Internet Society of Australia says funding not nearly enough.

The Government will give Australia's telecommunications industry $131 million over three years to help companies tweak their systems in order to meet their obligations under the country's new data retention laws.

The announcement ends a long period of silence on how much the Government would contribute to the cost of the scheme, which has been forecast to cost up to $319 million to set up and $4 per customer annually to maintain.

Telcos have just under 18 months to prepare for the new laws before they take effect.

The $131 million allocation will go towards storage costs for the scheme, which requires telcos to hold the non-content data or 'metadata' of every customer for two years to aid law enforcement.

The money will be released to telcos over a period of three years through a program of grants. A total of $153.8 million will go towards the scheme under the federal budget.

“Metadata is essential to most counter-terrorism investigations and for detecting and prosecuting other serious crimes,” Prime Minister Tony Abbott said today.

ISP iiNet has previously estimated the cost of implementing the scheme for itself alone at upwards of $100 million.

The new funding is part of a $450 million package aimed at strengthening intelligence agencies' capabilities and countering extremist messaging.

It comes on top of the $630 million announced last year for Australia's spy and intelligence agencies to fight home-grown terrorism.

Of the $450 million, $296 million will be used to update IT systems to help bolster the capabilities of intelligence agencies, Abbott said.

“To help combat terrorism at home and deter Australians from committing terrorist acts abroad, we need to ensure our security agencies are resourced properly and have the powers to respond to evolving threats and technological change."

Data retention funding not enough

CEO of the Internet Society of Australia Laurie Patton said the Government's promised contribution was inadequate.

"This is less than half the amount the Government itself estimated as the cost to industry when the data retention bill was presented to parliament," Patton said.

He said the implementation process was still being fine-tuned by the Attorney-General's department, and as such it was too early to be capping the amount of funding provided to the industry to cover the cost of compliance.

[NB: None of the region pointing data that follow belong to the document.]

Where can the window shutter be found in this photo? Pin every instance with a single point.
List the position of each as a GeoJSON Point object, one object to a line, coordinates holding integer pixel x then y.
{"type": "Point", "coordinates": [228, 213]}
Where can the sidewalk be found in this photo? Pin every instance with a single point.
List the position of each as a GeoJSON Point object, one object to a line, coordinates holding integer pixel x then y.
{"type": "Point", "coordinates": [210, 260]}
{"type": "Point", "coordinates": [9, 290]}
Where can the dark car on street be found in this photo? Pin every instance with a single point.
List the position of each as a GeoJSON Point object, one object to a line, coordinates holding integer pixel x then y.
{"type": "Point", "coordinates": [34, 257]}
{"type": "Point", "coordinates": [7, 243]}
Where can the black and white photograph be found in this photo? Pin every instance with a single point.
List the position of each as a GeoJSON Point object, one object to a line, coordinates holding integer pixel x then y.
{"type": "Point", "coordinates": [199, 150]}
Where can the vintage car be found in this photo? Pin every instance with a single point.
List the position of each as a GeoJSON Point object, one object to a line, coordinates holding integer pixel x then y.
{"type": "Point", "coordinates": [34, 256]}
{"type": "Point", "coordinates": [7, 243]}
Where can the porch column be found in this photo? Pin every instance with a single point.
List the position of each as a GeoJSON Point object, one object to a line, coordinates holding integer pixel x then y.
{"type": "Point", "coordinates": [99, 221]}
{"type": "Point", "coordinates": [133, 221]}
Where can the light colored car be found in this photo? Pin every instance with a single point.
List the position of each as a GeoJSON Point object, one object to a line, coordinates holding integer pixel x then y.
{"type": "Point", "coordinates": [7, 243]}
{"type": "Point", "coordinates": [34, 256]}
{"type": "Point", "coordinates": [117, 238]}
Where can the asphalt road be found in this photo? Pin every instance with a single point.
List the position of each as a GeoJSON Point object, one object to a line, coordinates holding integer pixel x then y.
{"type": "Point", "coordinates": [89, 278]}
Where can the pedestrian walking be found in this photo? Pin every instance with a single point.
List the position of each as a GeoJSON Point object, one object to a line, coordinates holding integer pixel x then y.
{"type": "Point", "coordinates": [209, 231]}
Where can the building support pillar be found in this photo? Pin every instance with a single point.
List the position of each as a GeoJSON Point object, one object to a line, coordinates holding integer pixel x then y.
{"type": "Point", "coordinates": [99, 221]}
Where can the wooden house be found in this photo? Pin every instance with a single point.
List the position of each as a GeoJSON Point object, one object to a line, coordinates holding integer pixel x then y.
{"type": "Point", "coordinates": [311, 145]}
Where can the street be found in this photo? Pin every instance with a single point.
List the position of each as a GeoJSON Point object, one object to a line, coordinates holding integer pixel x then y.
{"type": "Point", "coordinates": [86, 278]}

"The feedback we are giving [AGD] is demonstrating that the Government has greatly underestimated the work involved," Patton said.

"The Government's original cost estimate was not based on widespread industry consultation and the Internet Society is concerned that the costs have been significantly underestimated, especially in respect of small to medium sized ISPs that don't have the resources to undertake the work in-house and therefore will be required to pay for external assistance."

He called on the Government to committ to a funding top-up should there be a significant shortfall once the scheme's final costs have been determined.

"Otherwise the ISP/ telco industry will have to underwrite the difference and this will be passed on to consumers through increased internet fees," Patton said.

Communications Alliance CEO John Stanton said the funding was more than a token contribution, but represented only about a third of the upper point ($319 million) estimates of the scheme's cost.

He told The World Today radio show neither the Government nor the industry had a precise idea of the cost - it would only be at the point the scheme becomes operational that the full cost would be known.

Stanton said he was unaware whether the $131 million was an initial pot of funding for the set-up or the entire amount the Government intended to supply to the scheme, but noted there had been "no indication [the Government] proposes to put its hand in its pocket again".

There was additionally no clarity on how the funds will be allocated to the industry, he said.